I was a junior—about to be a senior. She was a freshman. It was the last day of school, and my parents were out at some soiree as they always were, so Dex threw a party at the house. He was twenty-one, old enough to purchase liquor for all of us underage kids, already home for the summer from college.

I had a couple drinks, but I was far from drunk when I saw her. She was there because Archer invited her—or maybe because she tagged along. She was always over at our house, and the more I saw her, the more I flirted with her. The more I flirted with her, the more I wanted to kiss her.

She was too young for me, and she was always there with Archer, not there for me. None of that stopped me from being attracted to her anyway.

I was filling up my cup at the keg in the kitchen when she marched up to me and asked me for a beer.

“Liquor before beer, you’re in the clear. Beer before liquor will make you sicker,” I told her.

She laughed, clearly having no clue what I meant.

“I saw you take that shot of rum before. If you drink beer now and then go back to rum, you won’t make it through the night without puking,” I said.

She wrinkled her nose, and it wasn’t the first time that I noticed the smattering of freckles dusting her nose and cheeks.

Her eyes were mesmerizing as they met mine. “I’ll risk it.”

It felt like she was challenging me to something, but I wasn’t exactly sure what.

“You don’t strike me as a risk-taker,” I said.

She glanced around, saw that we were alone for the moment, and we sort of leaned forward at the same time. Our mouths collided, and fucking fireworks exploded overhead.

I hooked my palm around her neck to pull her a little closer to me as I opened my mouth to hers.

She tasted like raspberries and honey.

It was pure heaven.
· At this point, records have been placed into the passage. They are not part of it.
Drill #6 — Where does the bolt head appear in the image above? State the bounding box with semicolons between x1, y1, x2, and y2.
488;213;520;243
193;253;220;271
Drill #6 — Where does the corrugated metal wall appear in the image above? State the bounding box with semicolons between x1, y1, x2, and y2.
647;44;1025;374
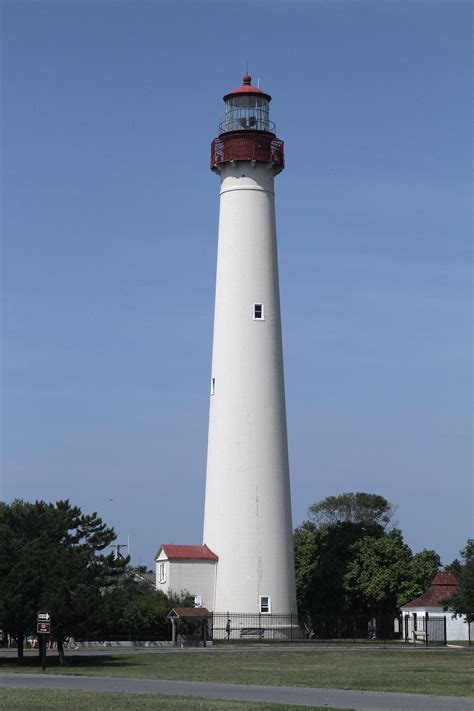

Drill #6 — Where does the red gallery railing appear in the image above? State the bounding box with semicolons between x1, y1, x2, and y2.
211;131;285;172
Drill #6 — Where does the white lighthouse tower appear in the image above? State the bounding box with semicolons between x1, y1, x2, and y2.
204;75;296;615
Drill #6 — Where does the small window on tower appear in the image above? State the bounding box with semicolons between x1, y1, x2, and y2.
260;595;272;615
158;563;166;583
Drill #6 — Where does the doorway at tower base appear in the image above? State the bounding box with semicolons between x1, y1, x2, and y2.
209;612;304;642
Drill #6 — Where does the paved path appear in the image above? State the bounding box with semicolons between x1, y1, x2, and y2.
0;674;474;711
0;644;474;659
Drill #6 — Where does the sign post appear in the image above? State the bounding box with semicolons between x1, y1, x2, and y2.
36;610;51;671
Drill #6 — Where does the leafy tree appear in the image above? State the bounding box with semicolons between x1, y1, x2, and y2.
444;558;462;580
0;500;128;663
100;568;194;638
294;493;440;620
443;538;474;623
294;522;382;617
344;528;441;615
308;491;395;529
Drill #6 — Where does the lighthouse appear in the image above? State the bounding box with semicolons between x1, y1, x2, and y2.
203;75;296;616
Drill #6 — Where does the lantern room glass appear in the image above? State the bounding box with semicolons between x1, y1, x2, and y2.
221;94;274;131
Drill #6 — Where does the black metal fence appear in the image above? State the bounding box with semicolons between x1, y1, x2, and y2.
209;612;401;642
403;612;448;646
209;612;304;642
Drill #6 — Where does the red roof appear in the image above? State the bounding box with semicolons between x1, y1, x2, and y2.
224;74;272;101
161;543;219;560
402;573;458;607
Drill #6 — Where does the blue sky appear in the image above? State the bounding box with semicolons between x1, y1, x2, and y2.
1;0;473;566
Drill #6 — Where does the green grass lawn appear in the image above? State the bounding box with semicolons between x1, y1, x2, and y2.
0;648;474;696
0;689;337;711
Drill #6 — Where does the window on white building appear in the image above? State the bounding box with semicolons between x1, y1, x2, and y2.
259;595;272;615
158;563;166;583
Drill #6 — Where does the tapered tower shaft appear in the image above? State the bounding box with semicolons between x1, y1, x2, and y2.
204;77;296;614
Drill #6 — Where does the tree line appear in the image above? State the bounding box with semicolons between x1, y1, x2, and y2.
0;500;192;663
0;492;474;663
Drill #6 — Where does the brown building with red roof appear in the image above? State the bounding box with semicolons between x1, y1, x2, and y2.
401;573;472;642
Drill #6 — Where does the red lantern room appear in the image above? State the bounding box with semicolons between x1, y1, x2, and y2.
211;74;285;174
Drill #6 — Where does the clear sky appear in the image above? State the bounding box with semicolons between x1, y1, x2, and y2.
1;0;473;567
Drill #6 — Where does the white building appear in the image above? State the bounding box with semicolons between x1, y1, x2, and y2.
401;573;472;642
155;545;218;610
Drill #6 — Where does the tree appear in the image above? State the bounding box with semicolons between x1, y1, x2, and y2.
443;538;474;623
0;500;128;663
294;521;382;618
308;491;396;530
294;492;440;620
344;528;441;615
100;568;194;638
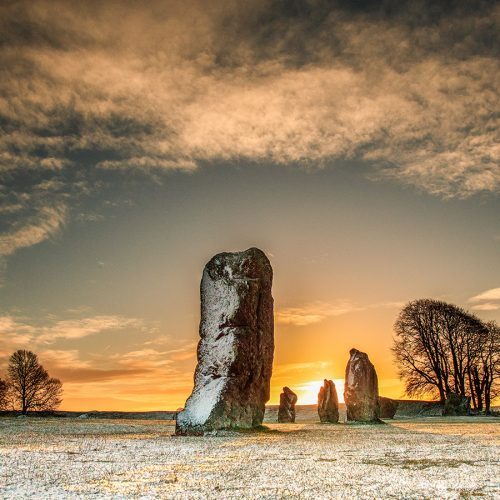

It was a feeling I have yet to recreate.

I sank into her, wanting this to last forever even though I knew deep down it had to be fleeting. I was reaching to set my cup down on the counter so I could wrap my other arm around her waist to pull her flush against me when I heard my sister’s voice calling me.

“Ford?”

My sister wasn’t in the kitchen…yet. She was in the next room. She didn’t catch us kissing.

I didn’t want to let her go, but I knew Everleigh was on her way. I added up the situation. Archer had decided to play baseball, much to my father’s dismay, and it seemed like he was drifting from the rest of us. I couldn’t be caught kissing his girl here in the kitchen even if they weren’t officially together.

I forced myself to pull away. I had to.

“There you are!” Everleigh said as she pushed through the swinging door into the kitchen. “I’ve been looking everywhere for you.”

She was completely oblivious to the fact that she’d just interrupted my kiss with Tatum.

A kiss I’ve never told a soul about.

We never talked about it. I chalked it up to her being drunk and forgetting about it.

But it was always there for me, always simmering in the background, a memory I will never let go of even thoughI have to. She was with my brother for years. It’s not like she can just hop into a life with me now.

I pull myself from that memory and try to push it back to the past where it belongs as I watch her ride the escalator.